Use this pattern when you want remote terminal/session capability via an external bridge, without embedding terminal runtime logic into MicroClaw core.
- Keep base MCP config in
<data_dir>/mcp.json(optional). - Add sidecar config as a fragment in
<data_dir>/mcp.d/hapi-bridge.json. - Start the bridge service separately, then start MicroClaw.
Example fragment:
{
"mcpServers": {
"hapi_bridge": {
"transport": "streamable_http",
"endpoint": "http://127.0.0.1:3010/mcp",
"request_timeout_secs": 180
}
}
}Reference template: repository file mcp.hapi-bridge.example.json.
Step-by-step guide: docs/operations/hapi-bridge.md.
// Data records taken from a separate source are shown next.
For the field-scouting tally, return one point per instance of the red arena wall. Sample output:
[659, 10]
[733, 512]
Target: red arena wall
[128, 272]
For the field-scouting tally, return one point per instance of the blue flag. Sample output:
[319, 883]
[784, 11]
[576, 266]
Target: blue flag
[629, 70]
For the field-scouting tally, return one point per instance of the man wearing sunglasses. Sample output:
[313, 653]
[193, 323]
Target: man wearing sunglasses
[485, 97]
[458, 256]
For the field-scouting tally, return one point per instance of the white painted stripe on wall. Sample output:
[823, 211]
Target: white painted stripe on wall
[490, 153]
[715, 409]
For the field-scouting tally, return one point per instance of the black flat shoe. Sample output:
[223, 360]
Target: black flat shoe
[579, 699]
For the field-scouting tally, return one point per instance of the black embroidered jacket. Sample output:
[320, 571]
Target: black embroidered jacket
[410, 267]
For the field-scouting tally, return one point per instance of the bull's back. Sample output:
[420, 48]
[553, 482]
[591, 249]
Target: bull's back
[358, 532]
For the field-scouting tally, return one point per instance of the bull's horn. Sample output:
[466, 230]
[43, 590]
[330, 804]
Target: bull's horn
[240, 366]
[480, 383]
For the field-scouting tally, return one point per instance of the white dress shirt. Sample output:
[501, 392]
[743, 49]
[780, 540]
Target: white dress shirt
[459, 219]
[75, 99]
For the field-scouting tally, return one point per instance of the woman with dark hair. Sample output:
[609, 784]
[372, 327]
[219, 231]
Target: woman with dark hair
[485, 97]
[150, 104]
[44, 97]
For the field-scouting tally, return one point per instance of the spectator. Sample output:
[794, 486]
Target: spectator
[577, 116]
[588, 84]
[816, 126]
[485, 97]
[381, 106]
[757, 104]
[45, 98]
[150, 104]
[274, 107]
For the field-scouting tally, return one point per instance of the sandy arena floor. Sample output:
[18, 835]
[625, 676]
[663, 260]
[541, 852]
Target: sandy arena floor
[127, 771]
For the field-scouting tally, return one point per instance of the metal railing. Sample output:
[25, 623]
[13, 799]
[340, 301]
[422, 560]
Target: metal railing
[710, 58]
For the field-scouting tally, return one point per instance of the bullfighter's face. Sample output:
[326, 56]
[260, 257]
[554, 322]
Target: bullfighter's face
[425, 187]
If any configured MCP server exposes both memory_query and memory_upsert, MicroClaw enables MCP-first structured-memory operations:
- prompt-time structured-memory reads/searches
- explicit
remember ...fast path writes - reflector insert/update/supersede/touch flows
- structured memory tool operations (
structured_memory_search/update/delete)
Fallback policy:
- on MCP call failure, timeout, or invalid/unknown response shape, MicroClaw falls back to built-in SQLite memory automatically
- fallback is per operation (best-effort), so one MCP failure does not disable memory for the whole runtime
- fallback reasons are classified and surfaced as stable categories in health state, for example
timeout,transport,invalid_payload, orunsupported_operation
Operational checks:
- confirm startup logs include
Memory MCP backend enabled via server '<name>' - confirm startup health probe does not log
memory MCP startup probe failed; if it does, MicroClaw keeps the external provider attached but serves operations via SQLite fallback as needed - verify server tool list includes exact names
memory_queryandmemory_upsert - inspect
/api/healthor config self-check output formemory_backendhealth:startup_probe_ok=falsemeans the provider was discovered but failed the initialmemory_query(list)probe- high
consecutive_primary_failuresortotal_fallbacksmeans the runtime is degrading to SQLite frequently last_fallback_reasonrecords the most recent classified fallback reason
- if semantic retrieval quality drops while MCP is enabled, note that local
sqlite-vecKNN ranking is skipped for MCP-backed rows
Consistency model:
- fallback is evaluated per operation, not per runtime: a failed MCP read/write can fall back to SQLite even while later operations retry the external provider
- this prioritizes availability over strict cross-store consistency; short-lived divergence between SQLite and the external memory store is therefore possible
- explicit memory reads/writes and tool calls continue through SQLite fallback when the external provider is unhealthy
- background reflector writes are paused when startup probe fails or repeated primary-provider failures indicate the external provider is unhealthy; this limits silent divergence from bulk background writes
- after the external provider recovers, new operations go back to MCP-first behavior, but data written only through SQLite fallback is not automatically backfilled into the external store
Minimal MCP config example (memory MCP server + local filesystem):
{
"defaultProtocolVersion": "2024-11-05",
"mcpServers": {
"filesystem": {
"transport": "stdio",
"command": "npx",
"args": ["-y", "@modelcontextprotocol/server-filesystem", "."]
},
"memory": {
"transport": "streamable_http",
"endpoint": "http://127.0.0.1:8090/mcp",
"headers": {
"Authorization": "Bearer REPLACE_ME"
},
"request_timeout_secs": 60
}
}
}The memory server must expose MCP tools named exactly memory_query and memory_upsert.